What are the validated applications for p33MONOX antibody?

The p33MONOX polyclonal antibody has been validated for several key immunological applications essential for research. These include immunohistochemistry (IHC), immunocytochemistry (ICC), immunofluorescence (IF), and immunohistochemistry on paraffin-embedded tissues (IHC-P). Each of these applications has specific working dilutions: for IHC and IHC-P, the recommended dilution range is 1:500-1:1000, while for ICC/IF, the optimal concentration is 1-4 μg/mL. These applications allow researchers to visualize p33MONOX in various experimental contexts, from fixed tissue sections to cultured cells, providing flexibility in experimental design .

How does antibody specificity influence experimental outcomes when using p33MONOX antibody?

Antibody specificity is crucial for reliable experimental outcomes. The p33MONOX antibody's specificity has been verified using a Protein Array containing the target protein plus 383 other non-specific proteins, confirming its selective binding capabilities . This high specificity reduces background signal and false positives in experiments. Drawing parallels from research on antibody specificity, we understand that even minor differences in binding profiles can significantly impact experimental outcomes . For accurate results, researchers should validate the specificity of their p33MONOX antibody lot before conducting critical experiments, particularly when working with complex tissue samples where cross-reactivity might occur.

What are the recommended controls when using p33MONOX antibody in immunohistochemistry?

When conducting immunohistochemistry with p33MONOX antibody, several controls are essential to ensure reliable and interpretable results. Based on standard immunohistochemical practices, researchers should implement:

  • Positive control: Human tissue samples known to express p33MONOX, particularly brain tissue where this protein has been documented.

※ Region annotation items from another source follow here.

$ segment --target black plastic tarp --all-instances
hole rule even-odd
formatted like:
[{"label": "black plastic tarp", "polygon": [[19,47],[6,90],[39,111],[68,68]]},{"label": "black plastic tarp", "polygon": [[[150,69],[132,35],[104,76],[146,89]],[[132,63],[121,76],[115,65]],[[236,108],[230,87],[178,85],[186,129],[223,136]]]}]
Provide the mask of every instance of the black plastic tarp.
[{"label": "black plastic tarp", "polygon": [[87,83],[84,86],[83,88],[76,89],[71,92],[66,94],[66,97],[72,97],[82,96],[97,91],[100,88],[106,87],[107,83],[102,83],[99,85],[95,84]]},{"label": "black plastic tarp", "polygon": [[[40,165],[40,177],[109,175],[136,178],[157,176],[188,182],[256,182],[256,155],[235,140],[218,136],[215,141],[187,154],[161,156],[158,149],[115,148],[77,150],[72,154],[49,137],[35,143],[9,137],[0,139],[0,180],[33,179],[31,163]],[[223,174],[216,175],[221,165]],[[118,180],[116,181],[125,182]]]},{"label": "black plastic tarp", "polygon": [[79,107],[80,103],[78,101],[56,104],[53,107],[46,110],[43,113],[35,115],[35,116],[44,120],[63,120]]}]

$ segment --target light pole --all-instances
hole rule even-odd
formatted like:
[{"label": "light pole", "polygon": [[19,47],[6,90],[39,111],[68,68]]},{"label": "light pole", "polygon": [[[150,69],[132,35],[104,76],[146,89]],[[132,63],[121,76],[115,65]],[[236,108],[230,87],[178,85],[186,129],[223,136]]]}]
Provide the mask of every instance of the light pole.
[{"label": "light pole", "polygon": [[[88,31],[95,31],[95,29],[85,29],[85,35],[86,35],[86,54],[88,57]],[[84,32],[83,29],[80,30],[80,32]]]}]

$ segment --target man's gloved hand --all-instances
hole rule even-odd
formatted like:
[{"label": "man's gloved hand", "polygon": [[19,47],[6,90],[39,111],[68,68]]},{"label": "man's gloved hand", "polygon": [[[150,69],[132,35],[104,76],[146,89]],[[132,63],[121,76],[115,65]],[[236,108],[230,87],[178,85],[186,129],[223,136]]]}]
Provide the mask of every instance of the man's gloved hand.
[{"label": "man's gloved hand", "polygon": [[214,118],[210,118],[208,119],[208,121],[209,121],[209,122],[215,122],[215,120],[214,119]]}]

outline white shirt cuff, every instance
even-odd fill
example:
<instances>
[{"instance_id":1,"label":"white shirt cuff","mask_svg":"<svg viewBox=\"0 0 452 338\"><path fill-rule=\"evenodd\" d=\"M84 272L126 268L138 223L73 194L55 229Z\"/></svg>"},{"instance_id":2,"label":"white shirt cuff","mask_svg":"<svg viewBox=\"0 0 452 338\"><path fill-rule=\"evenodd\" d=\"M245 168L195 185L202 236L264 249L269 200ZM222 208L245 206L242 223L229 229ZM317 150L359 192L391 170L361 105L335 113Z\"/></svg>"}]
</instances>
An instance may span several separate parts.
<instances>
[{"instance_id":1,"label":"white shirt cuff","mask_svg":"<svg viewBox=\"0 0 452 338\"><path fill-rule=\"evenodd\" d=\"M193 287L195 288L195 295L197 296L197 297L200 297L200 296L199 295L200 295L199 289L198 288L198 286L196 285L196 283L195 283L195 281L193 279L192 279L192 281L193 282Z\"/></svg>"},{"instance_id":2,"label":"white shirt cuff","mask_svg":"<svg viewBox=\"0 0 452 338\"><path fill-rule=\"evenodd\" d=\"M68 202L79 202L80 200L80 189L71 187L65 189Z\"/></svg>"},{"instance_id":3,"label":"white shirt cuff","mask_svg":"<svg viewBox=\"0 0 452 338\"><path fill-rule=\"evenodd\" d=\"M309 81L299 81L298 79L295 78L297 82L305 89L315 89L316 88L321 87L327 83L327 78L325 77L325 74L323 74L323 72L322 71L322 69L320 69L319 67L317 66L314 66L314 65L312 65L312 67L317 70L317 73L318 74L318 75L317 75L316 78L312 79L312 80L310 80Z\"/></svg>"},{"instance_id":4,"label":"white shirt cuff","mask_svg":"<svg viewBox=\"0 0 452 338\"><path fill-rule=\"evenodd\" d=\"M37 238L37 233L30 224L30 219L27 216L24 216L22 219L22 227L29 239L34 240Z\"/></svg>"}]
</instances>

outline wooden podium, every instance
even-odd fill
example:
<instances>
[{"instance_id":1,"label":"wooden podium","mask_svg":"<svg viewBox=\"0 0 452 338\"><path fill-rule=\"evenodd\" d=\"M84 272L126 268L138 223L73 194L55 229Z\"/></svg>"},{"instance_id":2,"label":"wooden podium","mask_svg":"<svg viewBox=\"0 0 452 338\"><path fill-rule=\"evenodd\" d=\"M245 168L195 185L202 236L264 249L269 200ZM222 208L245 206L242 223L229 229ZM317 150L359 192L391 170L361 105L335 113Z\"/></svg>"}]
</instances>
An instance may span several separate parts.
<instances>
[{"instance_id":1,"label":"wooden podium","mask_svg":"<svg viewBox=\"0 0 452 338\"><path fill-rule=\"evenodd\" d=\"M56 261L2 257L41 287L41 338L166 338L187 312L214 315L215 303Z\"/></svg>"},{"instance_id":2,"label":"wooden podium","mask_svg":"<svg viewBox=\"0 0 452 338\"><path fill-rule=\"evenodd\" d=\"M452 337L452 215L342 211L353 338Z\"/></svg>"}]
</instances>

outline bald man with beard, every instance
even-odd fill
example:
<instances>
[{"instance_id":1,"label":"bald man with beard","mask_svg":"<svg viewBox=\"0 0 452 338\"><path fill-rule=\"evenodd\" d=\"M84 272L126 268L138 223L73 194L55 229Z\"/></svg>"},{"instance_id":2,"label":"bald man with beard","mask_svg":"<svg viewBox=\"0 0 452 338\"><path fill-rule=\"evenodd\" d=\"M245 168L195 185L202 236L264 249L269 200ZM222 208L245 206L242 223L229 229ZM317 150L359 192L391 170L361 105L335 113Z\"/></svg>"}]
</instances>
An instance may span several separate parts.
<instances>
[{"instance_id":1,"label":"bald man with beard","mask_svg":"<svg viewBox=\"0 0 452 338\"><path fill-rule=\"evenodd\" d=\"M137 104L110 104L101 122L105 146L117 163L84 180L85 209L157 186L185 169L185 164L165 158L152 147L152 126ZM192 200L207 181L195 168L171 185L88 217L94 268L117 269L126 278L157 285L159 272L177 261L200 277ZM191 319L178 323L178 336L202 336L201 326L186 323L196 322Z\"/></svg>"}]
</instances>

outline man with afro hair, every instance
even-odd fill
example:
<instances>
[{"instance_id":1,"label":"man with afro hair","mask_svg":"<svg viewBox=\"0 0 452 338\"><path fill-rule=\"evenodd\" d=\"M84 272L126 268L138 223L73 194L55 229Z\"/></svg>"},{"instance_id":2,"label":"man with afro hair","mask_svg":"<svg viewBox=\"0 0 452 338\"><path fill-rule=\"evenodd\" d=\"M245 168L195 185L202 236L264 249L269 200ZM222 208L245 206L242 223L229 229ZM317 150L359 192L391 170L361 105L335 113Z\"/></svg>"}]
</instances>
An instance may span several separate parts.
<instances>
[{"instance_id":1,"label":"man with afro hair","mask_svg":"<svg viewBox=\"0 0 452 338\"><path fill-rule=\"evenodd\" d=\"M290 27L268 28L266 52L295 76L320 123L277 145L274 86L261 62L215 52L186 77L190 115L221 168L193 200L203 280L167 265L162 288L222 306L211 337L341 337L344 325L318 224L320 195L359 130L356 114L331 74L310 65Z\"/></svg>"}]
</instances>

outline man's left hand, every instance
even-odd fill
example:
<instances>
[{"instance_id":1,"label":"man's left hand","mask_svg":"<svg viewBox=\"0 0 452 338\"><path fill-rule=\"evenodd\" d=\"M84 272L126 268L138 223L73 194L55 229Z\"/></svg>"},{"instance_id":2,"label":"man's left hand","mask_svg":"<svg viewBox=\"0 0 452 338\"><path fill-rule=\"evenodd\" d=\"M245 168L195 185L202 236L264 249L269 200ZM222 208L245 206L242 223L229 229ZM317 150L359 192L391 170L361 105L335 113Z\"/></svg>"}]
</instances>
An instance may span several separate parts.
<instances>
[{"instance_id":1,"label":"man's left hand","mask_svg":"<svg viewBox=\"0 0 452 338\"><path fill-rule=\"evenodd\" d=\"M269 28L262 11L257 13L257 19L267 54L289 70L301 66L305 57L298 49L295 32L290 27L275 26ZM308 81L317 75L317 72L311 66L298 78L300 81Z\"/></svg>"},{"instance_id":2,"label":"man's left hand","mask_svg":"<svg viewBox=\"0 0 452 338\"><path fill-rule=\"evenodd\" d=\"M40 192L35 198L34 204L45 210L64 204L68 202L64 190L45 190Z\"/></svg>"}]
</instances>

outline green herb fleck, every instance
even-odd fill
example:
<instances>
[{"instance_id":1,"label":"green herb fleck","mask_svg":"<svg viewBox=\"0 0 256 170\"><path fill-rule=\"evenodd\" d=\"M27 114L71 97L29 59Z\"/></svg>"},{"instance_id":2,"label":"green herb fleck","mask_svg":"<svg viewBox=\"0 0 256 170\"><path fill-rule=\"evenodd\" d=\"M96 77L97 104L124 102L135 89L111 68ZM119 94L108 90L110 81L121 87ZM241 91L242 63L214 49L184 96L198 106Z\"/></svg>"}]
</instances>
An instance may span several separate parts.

  • Negative control: Omission of primary antibody while maintaining all other steps in the protocol.

  • Isotype control: Using a non-specific rabbit IgG at the same concentration as the p33MONOX antibody.

  • Absorption control: Pre-incubating the antibody with its immunizing peptide to confirm specificity.

  • Tissue controls: Including tissues known not to express p33MONOX to validate specificity.

These controls help distinguish between specific staining and background or non-specific binding, which is particularly important when working with polyclonal antibodies that may contain a heterogeneous mixture of immunoglobulins with varying affinities .

How can researchers optimize p33MONOX antibody detection in samples with low protein expression?

Optimizing detection of p33MONOX in samples with low protein expression requires a multi-faceted approach:

  • Signal amplification systems: Implement tyramide signal amplification (TSA) or polymer-based detection systems that provide significantly higher sensitivity than conventional methods.

  • Antigen retrieval optimization: Systematically test different antigen retrieval methods (heat-induced vs. enzymatic) and conditions (buffer composition, pH, duration, temperature) to maximize epitope accessibility.

  • Concentration adjustment: Increase antibody concentration gradually from the recommended 1:500 dilution to as high as 1:100, while carefully monitoring background signals.

  • Extended incubation: Employ longer primary antibody incubation times (overnight at 4°C) to enhance binding to sparse antigens.

  • Reduce background: Implement additional blocking steps with 5-10% normal serum matched to the host of the secondary antibody, plus 0.1-0.3% Triton X-100 to reduce non-specific binding.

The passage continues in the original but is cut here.